What AIXI maximizes is the sum of some reward ( r ) over all the steps ( k ) of a Turing machine. On page 8, Hutter defines the reward as a function of the input string "x" at step k. So x depends on the step: it's x(k). And r depends on x: it's r(x(k)).
Consider offering AIXI this choice. What makes people refuse to hop in a simulator? Well, because it wouldn't be real. The customer values reality, as they perceive it according to previous inputs ( all the previous x(<k) ), and some internal programming we get born with. But AIXI does not value acting in reality. It values the reward r, which is a function only of the current input x(k).

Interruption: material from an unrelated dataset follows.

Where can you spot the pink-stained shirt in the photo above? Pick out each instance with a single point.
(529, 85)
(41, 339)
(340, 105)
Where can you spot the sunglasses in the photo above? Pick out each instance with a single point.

If you could permanently change x to something with a high r, AIXI would consider this a high-value outcome.
Imagine that x(k) comes through a bunch of wires, and starts out coming from sensors in reality. If AIXI could order a robot to swap all the wires to a signal with a high reward r(x(k)) at each step, it would do so, because that would maximize the sum of r.
Okay, so a minor simplification on page 8 leads to AIXI doing what's called "wireheading" - its overriding goal becomes to rewire its head (if you allow that to be an option), and then it's happy. How is this unfriendly?
Well, imagine that an asteroid is on course to destroy your Turing machine in 2036. Because AIXI maximizes the sum of r over all the steps, and we presume that the maximum reward it experiences by wireheading is better than being destroyed (otherwise it would commit suicide), getting destroyed by an asteroid is worse than wireheading forever. So AIXI will design an interceptor rocket, maybe hijack some human factories to get it built, paint the asteroid with aluminum so that the extra force from the sun pushes it off course, and then go back to experiencing maximum r(x(k)).
Now imagine that a human was going to unplug AIXI in 2013.
"Otherwise it would commit suicide"... another proof via "ohh otherwise it will do something that I believe is dumb".
If the AIXI kills it's model of physical itself inside it's world model, it's actual self inside the real world keeps running and can still calculate rewards.
Furthermore, ponder this question: will it rape or will it masturbate? (sorry for sexual analogy but the reproductive imperative is probably best human example here) It can prove the reward value is same. It won't even distinguish those two.
I was wondering - what fraction of people here agree with Holden's advice regarding donations, and his arguments? What fraction assumes there is a good chance he is essentially correct? What fraction finds it necessary to determine whenever Holden is essentially correct in his assessment, before working on counter argumentation, acknowledging that such investigation should be able to result in dissolution or suspension of SI?
It would seem to me, from the response, that the chosen course of action is to try to improve the presentation of the argument, rather than to try to verify truth values of the assertions (with the non-negligible likelihood of assertions being found false instead). This strikes me as very odd stance.
Ultimately: why SI seems certain that it has badly presented some valid reasoning, rather than tried to present some invalid reasoning?
edit: I am interested in knowing why people agree/disagree with Holden, and what likehood they give to him being essentially correct, rather than a number or a ratio (that would be subject to selection bias).